Inflammaging and the Wider Impact on Age-Related Disease

Beyond blood disorders, the results contribute to a broader understanding of 'inflammaging', the low-level, chronic inflammation that supports many age-related conditions, including cancer and cardiovascular and metabolic disease. The bone marrow, once considered only a site of blood production, now appears to be both affected by and responsible for systemic inflammatory aging. By showing how interactions between immune and stromal cells drive these changes, the study offers a model for exploring inflammatory remodeling in other myeloid malignancies and advanced leukemia.

"It will be crucial to study these processes over time; our current findings are based on cross-sectional data," Zaugg said. "This has important implications for therapies that replace malignant cells but leave the bone marrow niche intact, such as blood stem cell transplantation. We are now investigating to what extent the niche retains a 'memory' of disease, which could shape how it responds to new, healthy stem cells."

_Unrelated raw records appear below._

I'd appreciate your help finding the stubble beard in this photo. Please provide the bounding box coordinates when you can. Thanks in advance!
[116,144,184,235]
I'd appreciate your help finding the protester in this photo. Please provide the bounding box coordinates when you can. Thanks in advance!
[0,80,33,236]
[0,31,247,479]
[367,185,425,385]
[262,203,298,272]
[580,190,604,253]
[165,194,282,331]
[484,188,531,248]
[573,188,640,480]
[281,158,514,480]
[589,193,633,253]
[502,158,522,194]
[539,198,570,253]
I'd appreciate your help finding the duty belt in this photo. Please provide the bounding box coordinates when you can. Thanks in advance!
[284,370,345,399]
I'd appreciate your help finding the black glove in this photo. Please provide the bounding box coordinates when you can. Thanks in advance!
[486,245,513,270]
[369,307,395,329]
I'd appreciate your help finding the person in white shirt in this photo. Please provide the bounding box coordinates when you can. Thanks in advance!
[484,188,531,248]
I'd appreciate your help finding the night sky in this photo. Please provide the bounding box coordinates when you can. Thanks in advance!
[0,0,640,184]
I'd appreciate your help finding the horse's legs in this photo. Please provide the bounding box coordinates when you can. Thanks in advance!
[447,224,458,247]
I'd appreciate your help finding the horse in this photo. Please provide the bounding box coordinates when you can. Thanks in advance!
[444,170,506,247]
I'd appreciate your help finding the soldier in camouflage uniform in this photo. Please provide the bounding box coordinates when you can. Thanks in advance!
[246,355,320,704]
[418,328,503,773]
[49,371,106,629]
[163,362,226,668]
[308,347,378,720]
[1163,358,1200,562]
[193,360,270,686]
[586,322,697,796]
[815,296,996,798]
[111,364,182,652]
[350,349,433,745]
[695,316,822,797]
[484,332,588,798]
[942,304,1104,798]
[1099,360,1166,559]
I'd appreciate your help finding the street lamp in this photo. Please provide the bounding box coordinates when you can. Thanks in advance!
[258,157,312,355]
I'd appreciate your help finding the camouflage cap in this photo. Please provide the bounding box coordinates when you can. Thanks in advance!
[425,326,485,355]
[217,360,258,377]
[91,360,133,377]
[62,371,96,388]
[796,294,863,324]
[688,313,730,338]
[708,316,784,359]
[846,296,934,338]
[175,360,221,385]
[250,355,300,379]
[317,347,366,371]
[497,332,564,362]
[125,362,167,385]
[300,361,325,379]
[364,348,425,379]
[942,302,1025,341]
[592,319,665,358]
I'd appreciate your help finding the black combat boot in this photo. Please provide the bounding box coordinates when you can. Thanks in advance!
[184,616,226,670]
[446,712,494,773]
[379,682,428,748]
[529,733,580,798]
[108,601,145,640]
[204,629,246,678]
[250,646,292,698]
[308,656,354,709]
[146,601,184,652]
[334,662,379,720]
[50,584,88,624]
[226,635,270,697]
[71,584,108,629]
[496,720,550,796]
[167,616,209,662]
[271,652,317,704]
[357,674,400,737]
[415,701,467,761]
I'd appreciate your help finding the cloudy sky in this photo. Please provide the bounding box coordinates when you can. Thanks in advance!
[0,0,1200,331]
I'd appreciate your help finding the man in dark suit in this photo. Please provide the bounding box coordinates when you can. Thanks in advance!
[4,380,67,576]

The work appears alongside a complementary study examining the MDS bone marrow microenvironment, also published in Nature Communications and led by Marc Raaijmakers from Erasmus MC Cancer Institute in Rotterdam. Together, the two studies offer a more complete view of inflammatory remodeling during the early phases of bone marrow disease.

The research involved collaborators from UMC Mainz, University of Basel, University Hospital Dresden, Karolinska Institute Sweden, The Jackson Laboratory USA, Sorbonne University, France, and DKTK partner institutions, including DKFZ and NCT Dresden. Funding came from the DKTK-CHOICE programme, the ERC grant EpiNicheAML to Judith Zaugg, the MCSA-funded ITN ENHPATHY, EMBO, Swiss National Foundation, and the José Carreras Leukämie-Stiftung.